Le réalisateur tout comme l’écrivain s’intéresse ainsi à l’image et au pouvoir de la gente féminine dans une société largement dominée par les hommes. La sorcière, grande prêtresse et autre ensorceleuse est, en effet, devenu depuis quelques décennies une sorte d’icône de la lutte pour  l’empowerment des femmes. Ce dont il s’agit ici, en effet, c’est d’une femme bafouée qui se transforme alors en un symbole de révolte mais surtout.. de puissance, d’autorité et donc un dangereux ennemi du pouvoir en place.

L’être charismatique se fait créature du démon, condamnable. L’usage de l’animation permet alors d’appuyer un propos qui se veut dénonciateur. Il permet également et surtout d’instaurer un dialogue avec le subconscient du spectateur sans en retirer quelque violence.

Le discours de Jules Michelet s’inscrit alors dans la mouvance de libération sexuelle mais aussi féministe en pleine expansion au moment de la sortie de cette Belladonna sur les écrans.
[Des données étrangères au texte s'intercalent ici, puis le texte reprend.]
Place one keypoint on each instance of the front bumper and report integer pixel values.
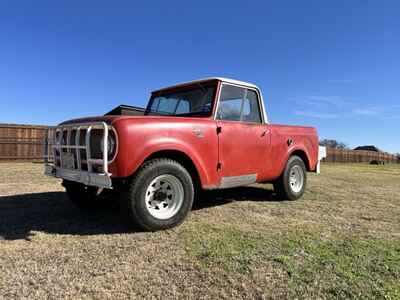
(93, 179)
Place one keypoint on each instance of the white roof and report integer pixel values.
(228, 80)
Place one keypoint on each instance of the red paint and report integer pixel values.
(240, 148)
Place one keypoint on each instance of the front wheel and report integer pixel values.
(159, 196)
(292, 183)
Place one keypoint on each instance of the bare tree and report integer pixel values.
(333, 144)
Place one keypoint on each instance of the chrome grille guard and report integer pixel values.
(61, 149)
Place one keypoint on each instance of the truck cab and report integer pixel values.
(205, 134)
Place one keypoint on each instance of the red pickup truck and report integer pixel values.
(205, 134)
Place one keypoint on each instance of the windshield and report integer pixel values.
(193, 100)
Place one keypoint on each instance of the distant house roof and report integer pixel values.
(368, 148)
(128, 110)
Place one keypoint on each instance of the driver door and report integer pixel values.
(243, 136)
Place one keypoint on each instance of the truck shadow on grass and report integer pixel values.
(51, 212)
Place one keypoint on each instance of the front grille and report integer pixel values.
(79, 147)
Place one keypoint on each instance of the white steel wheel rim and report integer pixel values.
(164, 196)
(296, 179)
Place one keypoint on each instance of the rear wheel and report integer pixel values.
(81, 195)
(159, 196)
(292, 183)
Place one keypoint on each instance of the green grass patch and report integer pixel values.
(337, 267)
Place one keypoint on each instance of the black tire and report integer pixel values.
(81, 195)
(283, 187)
(133, 197)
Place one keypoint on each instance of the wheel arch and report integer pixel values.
(304, 157)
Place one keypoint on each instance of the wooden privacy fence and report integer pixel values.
(358, 156)
(22, 142)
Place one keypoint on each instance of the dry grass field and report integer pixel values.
(342, 240)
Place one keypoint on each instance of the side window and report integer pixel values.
(251, 111)
(238, 104)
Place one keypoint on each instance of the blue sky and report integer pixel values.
(330, 64)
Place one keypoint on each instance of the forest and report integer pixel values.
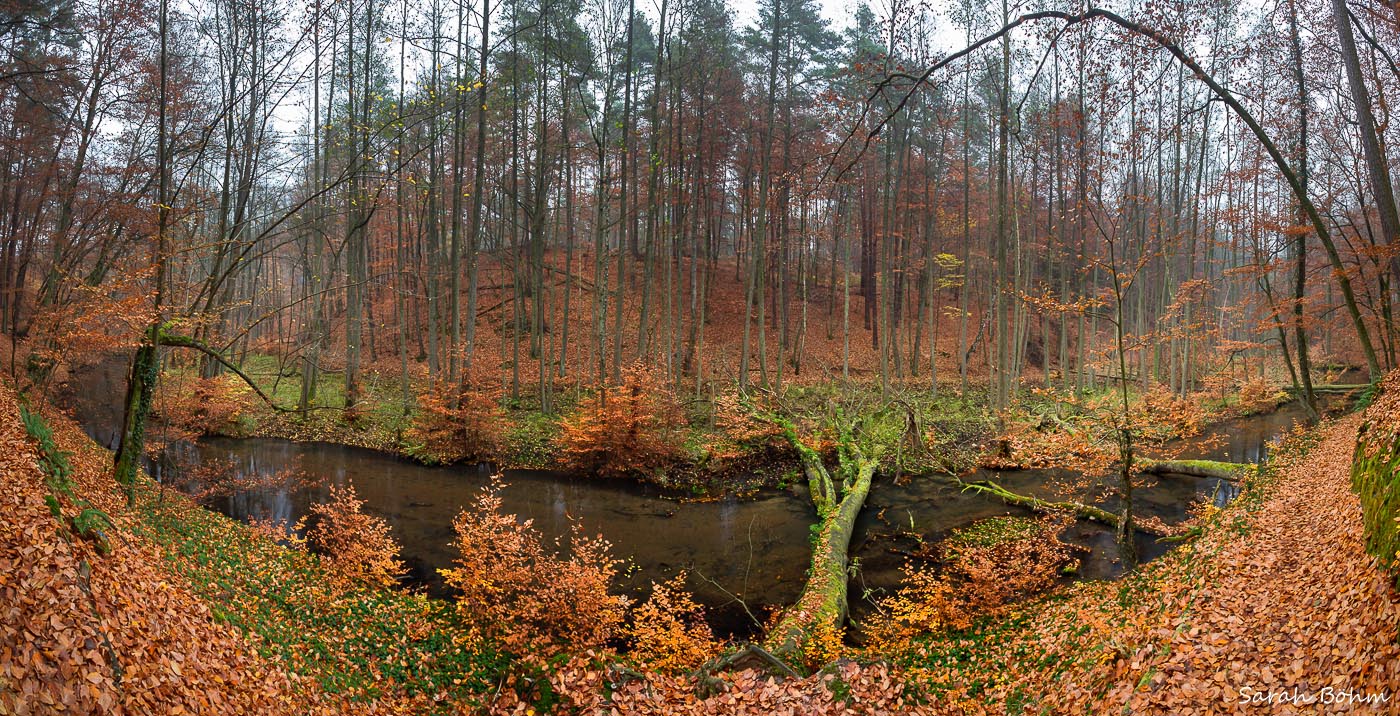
(699, 356)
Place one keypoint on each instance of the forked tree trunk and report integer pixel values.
(822, 606)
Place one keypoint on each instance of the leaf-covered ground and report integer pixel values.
(1276, 610)
(193, 613)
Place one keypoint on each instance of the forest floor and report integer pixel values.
(1274, 608)
(1277, 608)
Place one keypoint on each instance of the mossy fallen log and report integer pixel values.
(1057, 506)
(1196, 468)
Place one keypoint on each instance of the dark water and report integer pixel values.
(742, 554)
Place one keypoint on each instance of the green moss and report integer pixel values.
(359, 641)
(994, 531)
(1375, 477)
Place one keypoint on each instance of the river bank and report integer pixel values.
(744, 549)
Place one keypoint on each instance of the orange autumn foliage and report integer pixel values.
(359, 545)
(90, 632)
(976, 579)
(669, 632)
(521, 594)
(469, 430)
(629, 428)
(192, 407)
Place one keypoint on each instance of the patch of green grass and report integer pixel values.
(531, 440)
(352, 639)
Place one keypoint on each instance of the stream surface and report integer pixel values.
(742, 554)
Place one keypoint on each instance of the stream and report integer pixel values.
(745, 555)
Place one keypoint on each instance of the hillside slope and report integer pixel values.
(84, 632)
(1276, 608)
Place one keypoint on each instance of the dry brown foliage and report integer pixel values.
(975, 579)
(668, 631)
(357, 544)
(191, 407)
(521, 594)
(84, 632)
(629, 428)
(459, 428)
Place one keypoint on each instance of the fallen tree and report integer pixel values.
(839, 499)
(1078, 509)
(1196, 468)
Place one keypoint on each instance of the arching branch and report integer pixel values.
(1220, 91)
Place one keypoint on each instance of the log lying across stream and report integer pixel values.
(1047, 506)
(1196, 468)
(1199, 468)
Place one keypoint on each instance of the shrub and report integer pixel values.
(629, 428)
(455, 428)
(669, 632)
(984, 568)
(359, 545)
(522, 596)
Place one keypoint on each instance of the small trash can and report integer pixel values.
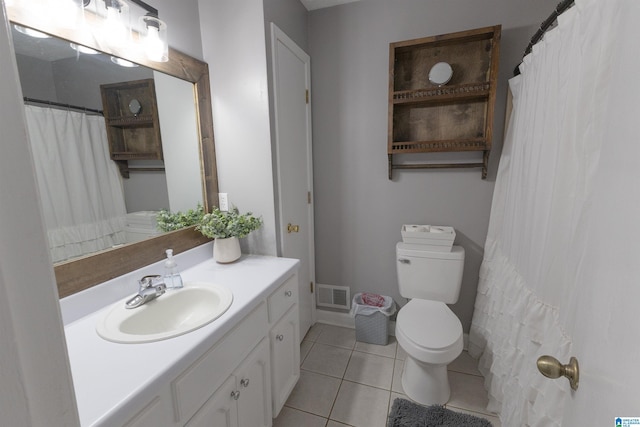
(372, 321)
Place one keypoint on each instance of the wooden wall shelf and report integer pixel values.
(133, 126)
(457, 116)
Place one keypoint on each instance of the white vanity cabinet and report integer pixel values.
(237, 374)
(243, 399)
(284, 339)
(233, 377)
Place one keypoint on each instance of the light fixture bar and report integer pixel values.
(152, 10)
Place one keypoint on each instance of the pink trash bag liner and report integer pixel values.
(373, 300)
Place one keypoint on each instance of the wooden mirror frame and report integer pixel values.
(82, 273)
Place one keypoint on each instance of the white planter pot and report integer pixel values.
(226, 250)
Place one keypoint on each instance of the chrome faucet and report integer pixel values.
(150, 288)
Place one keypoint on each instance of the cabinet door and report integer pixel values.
(285, 358)
(254, 384)
(156, 413)
(220, 410)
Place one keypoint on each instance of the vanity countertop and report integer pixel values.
(110, 378)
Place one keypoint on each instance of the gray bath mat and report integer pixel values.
(408, 414)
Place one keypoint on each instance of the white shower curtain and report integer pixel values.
(543, 226)
(80, 187)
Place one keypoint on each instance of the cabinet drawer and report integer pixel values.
(283, 298)
(194, 387)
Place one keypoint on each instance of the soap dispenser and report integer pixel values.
(171, 276)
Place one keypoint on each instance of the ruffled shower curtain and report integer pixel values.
(80, 187)
(542, 224)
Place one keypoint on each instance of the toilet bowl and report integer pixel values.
(426, 328)
(431, 335)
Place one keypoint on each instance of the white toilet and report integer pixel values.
(426, 328)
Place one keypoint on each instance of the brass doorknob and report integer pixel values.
(550, 367)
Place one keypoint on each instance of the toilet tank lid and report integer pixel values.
(412, 250)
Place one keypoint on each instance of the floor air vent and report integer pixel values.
(333, 296)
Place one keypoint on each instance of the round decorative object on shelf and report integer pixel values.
(440, 74)
(226, 250)
(135, 107)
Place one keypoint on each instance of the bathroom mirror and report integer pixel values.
(78, 274)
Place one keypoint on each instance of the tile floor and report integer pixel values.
(348, 383)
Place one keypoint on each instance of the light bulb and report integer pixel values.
(114, 28)
(155, 40)
(153, 46)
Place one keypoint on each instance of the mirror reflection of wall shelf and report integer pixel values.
(133, 127)
(82, 273)
(442, 93)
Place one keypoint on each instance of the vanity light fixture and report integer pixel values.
(153, 33)
(116, 28)
(83, 49)
(155, 43)
(30, 32)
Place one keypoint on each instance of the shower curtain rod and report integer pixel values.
(546, 24)
(59, 104)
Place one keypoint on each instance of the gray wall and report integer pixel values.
(358, 211)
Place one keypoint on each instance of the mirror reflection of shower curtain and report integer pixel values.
(80, 187)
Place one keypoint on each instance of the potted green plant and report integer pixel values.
(226, 227)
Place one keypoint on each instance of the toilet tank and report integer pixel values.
(429, 275)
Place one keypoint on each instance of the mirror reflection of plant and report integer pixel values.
(171, 221)
(224, 224)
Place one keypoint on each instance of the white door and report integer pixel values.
(292, 83)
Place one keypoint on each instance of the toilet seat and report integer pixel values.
(429, 331)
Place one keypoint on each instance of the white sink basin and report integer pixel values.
(174, 313)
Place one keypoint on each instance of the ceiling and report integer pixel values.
(319, 4)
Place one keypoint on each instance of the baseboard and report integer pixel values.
(346, 321)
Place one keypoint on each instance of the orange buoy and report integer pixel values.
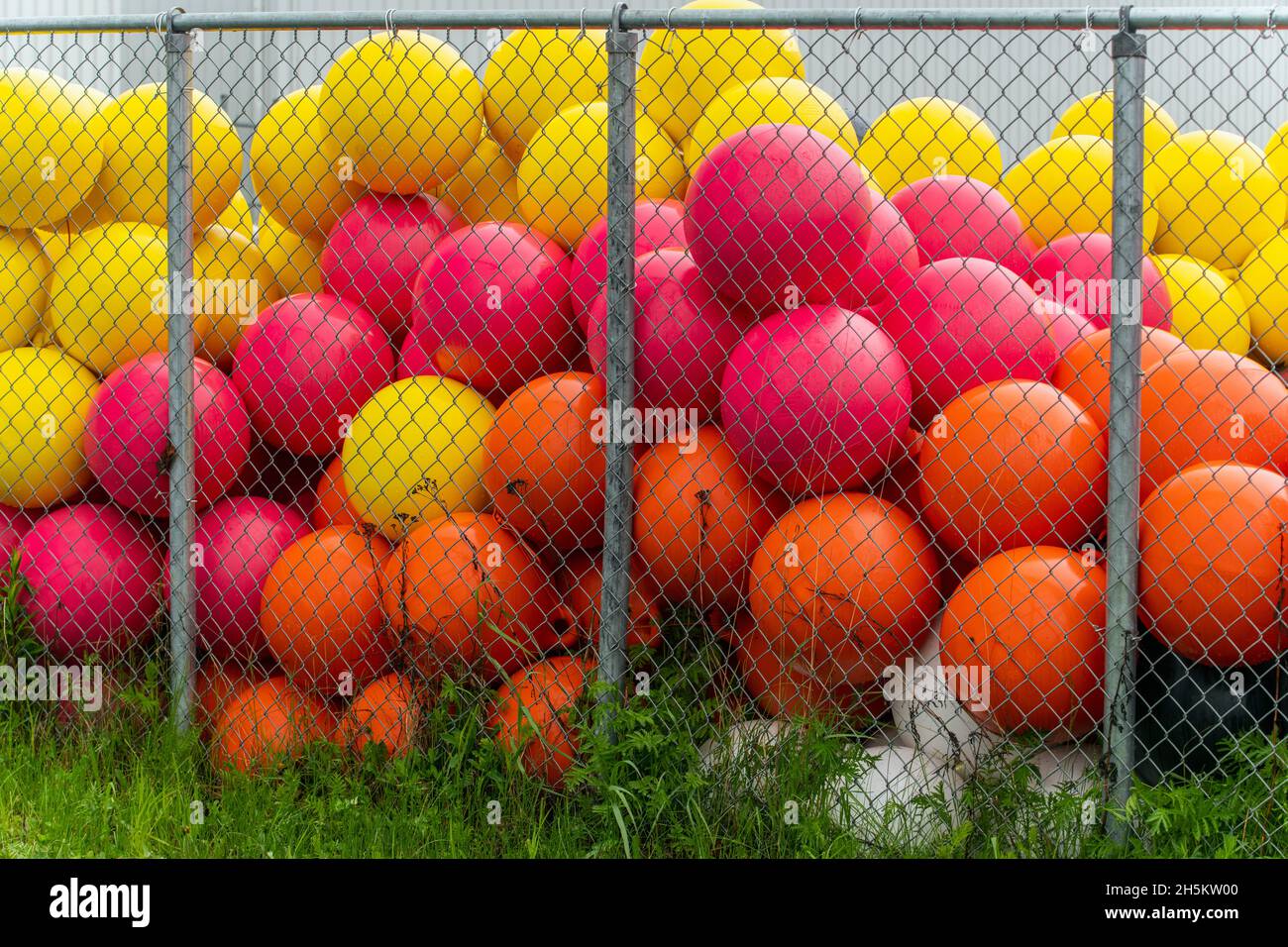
(581, 579)
(545, 467)
(464, 590)
(267, 722)
(321, 611)
(698, 517)
(213, 684)
(845, 583)
(1210, 407)
(790, 686)
(1024, 638)
(386, 712)
(1214, 549)
(1013, 464)
(535, 715)
(1082, 371)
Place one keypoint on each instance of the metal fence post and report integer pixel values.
(179, 363)
(621, 361)
(1124, 510)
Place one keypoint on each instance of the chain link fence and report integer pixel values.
(910, 375)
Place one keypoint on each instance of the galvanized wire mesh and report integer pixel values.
(864, 286)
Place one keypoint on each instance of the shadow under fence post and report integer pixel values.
(1122, 549)
(621, 368)
(179, 364)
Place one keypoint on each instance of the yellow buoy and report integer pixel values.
(415, 451)
(772, 101)
(296, 167)
(50, 147)
(291, 260)
(563, 184)
(44, 402)
(1262, 282)
(1094, 115)
(1207, 311)
(232, 285)
(926, 137)
(682, 71)
(237, 217)
(1220, 197)
(134, 174)
(108, 296)
(485, 188)
(406, 108)
(25, 268)
(1065, 187)
(536, 73)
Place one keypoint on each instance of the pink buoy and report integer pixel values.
(778, 214)
(305, 368)
(892, 260)
(13, 527)
(815, 399)
(492, 307)
(274, 474)
(240, 539)
(658, 226)
(965, 322)
(94, 578)
(961, 217)
(128, 447)
(374, 253)
(415, 359)
(683, 335)
(1077, 270)
(1064, 325)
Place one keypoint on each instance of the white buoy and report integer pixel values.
(927, 714)
(1064, 768)
(745, 754)
(1063, 806)
(889, 797)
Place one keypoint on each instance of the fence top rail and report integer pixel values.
(838, 18)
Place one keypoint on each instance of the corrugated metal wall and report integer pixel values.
(1019, 81)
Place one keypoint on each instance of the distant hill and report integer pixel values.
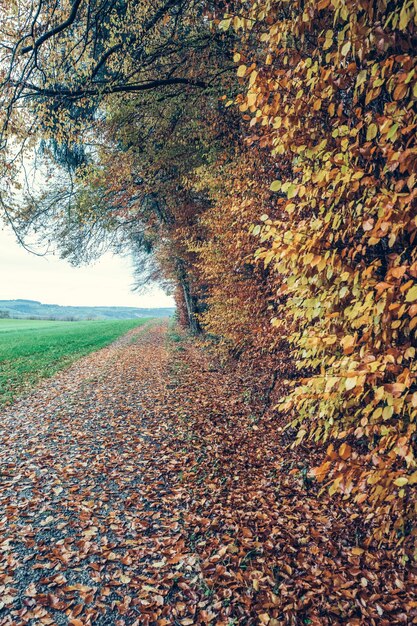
(34, 309)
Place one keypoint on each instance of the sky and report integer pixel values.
(108, 282)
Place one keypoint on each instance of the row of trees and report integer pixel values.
(259, 157)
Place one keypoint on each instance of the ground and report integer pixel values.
(138, 487)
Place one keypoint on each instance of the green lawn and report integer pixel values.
(35, 349)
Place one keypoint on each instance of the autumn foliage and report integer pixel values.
(286, 217)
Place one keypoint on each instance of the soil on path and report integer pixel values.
(138, 487)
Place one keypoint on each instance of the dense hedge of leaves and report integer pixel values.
(330, 88)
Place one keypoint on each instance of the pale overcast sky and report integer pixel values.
(52, 281)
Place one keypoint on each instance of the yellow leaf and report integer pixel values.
(372, 131)
(345, 451)
(411, 294)
(276, 185)
(400, 482)
(351, 383)
(345, 48)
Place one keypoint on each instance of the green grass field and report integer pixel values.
(34, 349)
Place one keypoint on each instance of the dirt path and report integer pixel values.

Sex, drugs et kaléidoscope

Ce qui fait de ce film un véritable objet non identifiable c’est avant tout son univers esthétique. Lui aussi s’inscrit dans son époque et porte la marque de cette période prolifique dont elle emprunte une certaine attirance pour le kaléidoscope et le mandala.

Polymorphe, le graphisme alterne fusain, papier collé, aquarelle et encre sous la direction artistique de Kurni Fuksi. On y retrouve de nombreuses références picturales telles que Gustav Klimt ou l’Art Nouveau. La représentation du viol ou, encore des sabbats païens dans la forêt emmenés par Jeanne sont imprégnés de cette esthétique psychédélique presque psychotique. La suggestion furieuse et organique des couleurs et des formes permet ainsi de traduire une violence qui surpasse le visible.

C’est ainsi dans un véritable trip embrumés de vapeurs de belladone et de LSD que nous plonge la Belladonna of sadness à la suite de ses fidèles. Un sabbat coloré enlevé par une bande son superbe pour une oeuvre et un combat qui n’ont (malheureusement) pas pris une ride.

Les graphismes, la musique … chaque partie du film de Eiichi Yamamoto est un véritable chef d’oeuvre. La musique originale de Massako Satô a d’ailleurs fait l’objet d’un vinyle tandis que le maître Hayao Miyazaki avoue avoir été fortement influencé par le travail d’Eiichi Yamamoto sur cet Animerama. Quoiqu’il en soit, et malgré une violence certaine du discours, Belladonna of Sadness est une formidable expression du bouillonnement artistique et sociétal de son époque.